II


Pendant qu’Ulenspiegel y buvait à même, tous les oiseaux s’éveillèrent dans la campagne.

Claes, qui liait des fagots, regardait sa commère donner le sein à Ulenspiegel.

– Femme, dit-il, as-tu fait provision de ce bon lait ?

– Les cruches sont pleines, dit-elle, mais ce n’est pas assez pour ma joie.

– Tu parles d’un si grand heur bien piteusement.

– Je songe, dit-elle, qu’il n’y a pas un traître patard dans le cuiret que tu vois là pendant au mur.

Claes prit en main le cuiret ; mais il eut beau le secouer, il n’y entendit nulle aubade de monnaie. Il en fut penaud. Voulant toutefois réconforter sa commère :

– De quoi t’inquiètes-tu ? dit-il. N’avons-nous dans la huche le gâteau qu’hier nous offrit Katheline ? Ne vois-je là un gros morceau de bœuf qui fera au moins pendant trois jours du bon lait pour l’enfant ? Ce sac de fèves si bien tapi en ce coin est-il prophète de famine ? Est-elle fantôme cette tinette de beurre ? Sont-ce des spectres que ces enseignes et guidons de pommes rangés guerrièrement par onze en ligne dans le grenier ? N’est-ce point annonce de fraîche buverie que le gros bonhomme tonneau de cuyte de Bruges, qui garde en sa panse notre rafraîchissement ?

– Il nous faudra, dit Soetkin, quand on portera l’enfant à baptême, donner deux patards au prêtre et un florin pour le festin.

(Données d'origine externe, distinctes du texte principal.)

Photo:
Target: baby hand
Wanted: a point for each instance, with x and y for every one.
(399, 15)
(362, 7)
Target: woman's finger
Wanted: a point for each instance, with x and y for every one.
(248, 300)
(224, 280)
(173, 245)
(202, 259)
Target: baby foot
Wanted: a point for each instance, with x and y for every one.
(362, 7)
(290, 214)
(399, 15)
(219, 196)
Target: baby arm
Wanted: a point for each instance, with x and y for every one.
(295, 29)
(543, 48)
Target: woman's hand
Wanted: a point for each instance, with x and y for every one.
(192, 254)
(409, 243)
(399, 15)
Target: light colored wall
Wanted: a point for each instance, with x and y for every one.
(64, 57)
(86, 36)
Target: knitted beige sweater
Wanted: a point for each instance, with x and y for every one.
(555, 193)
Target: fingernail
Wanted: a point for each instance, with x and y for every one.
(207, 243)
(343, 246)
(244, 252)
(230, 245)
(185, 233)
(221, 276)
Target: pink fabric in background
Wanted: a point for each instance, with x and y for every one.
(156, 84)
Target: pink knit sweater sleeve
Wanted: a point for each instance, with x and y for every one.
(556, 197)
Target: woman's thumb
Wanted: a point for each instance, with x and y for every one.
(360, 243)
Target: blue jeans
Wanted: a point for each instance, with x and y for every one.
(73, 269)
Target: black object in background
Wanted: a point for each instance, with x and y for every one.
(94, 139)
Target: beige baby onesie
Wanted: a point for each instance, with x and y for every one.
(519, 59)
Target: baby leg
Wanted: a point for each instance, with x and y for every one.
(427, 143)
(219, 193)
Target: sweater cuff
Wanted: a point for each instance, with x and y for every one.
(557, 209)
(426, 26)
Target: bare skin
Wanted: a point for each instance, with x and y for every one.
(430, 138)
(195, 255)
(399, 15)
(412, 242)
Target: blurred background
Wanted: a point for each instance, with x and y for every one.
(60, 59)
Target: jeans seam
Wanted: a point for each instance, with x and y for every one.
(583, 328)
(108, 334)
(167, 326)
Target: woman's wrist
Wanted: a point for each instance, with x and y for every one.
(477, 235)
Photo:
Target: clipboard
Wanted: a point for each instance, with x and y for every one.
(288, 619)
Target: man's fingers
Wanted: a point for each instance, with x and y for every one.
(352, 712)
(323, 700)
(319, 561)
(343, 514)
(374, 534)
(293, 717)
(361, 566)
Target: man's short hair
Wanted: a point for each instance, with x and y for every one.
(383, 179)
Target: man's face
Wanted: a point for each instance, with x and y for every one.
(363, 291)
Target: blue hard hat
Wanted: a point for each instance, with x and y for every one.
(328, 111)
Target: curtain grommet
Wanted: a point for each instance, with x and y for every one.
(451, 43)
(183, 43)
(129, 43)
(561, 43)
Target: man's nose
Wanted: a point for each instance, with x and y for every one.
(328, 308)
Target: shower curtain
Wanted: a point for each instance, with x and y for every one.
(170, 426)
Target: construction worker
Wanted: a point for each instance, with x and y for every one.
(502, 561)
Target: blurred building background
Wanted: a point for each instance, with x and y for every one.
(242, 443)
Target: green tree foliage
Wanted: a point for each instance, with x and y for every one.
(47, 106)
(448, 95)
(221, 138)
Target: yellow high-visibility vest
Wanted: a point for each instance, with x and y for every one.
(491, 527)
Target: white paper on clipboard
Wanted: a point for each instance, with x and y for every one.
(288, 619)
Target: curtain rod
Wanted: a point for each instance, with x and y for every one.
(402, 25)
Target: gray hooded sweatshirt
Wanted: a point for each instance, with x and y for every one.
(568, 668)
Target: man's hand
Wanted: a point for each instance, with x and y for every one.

Sur ce, Katheline entra tenant un gros bouquet de plantes et dit :

– J’offre à l’enfant coiffé l’angélique, qui préserve l’homme de luxure, le fenouil, qui éloigne Satan…

– N’as-tu pas, demanda Claes, l’herbe qui appelle les florins ?

– Non, dit-elle.

– Donc, dit-il, je vais voir s’il n’y en a point dans le canal.

Il s’en fut, portant sa ligne et son filet, certain, au demeurant, de ne rencontrer personne, car il n’était qu’une heure avant l’oosterzon, qui est, en Flandre, le soleil de six heures.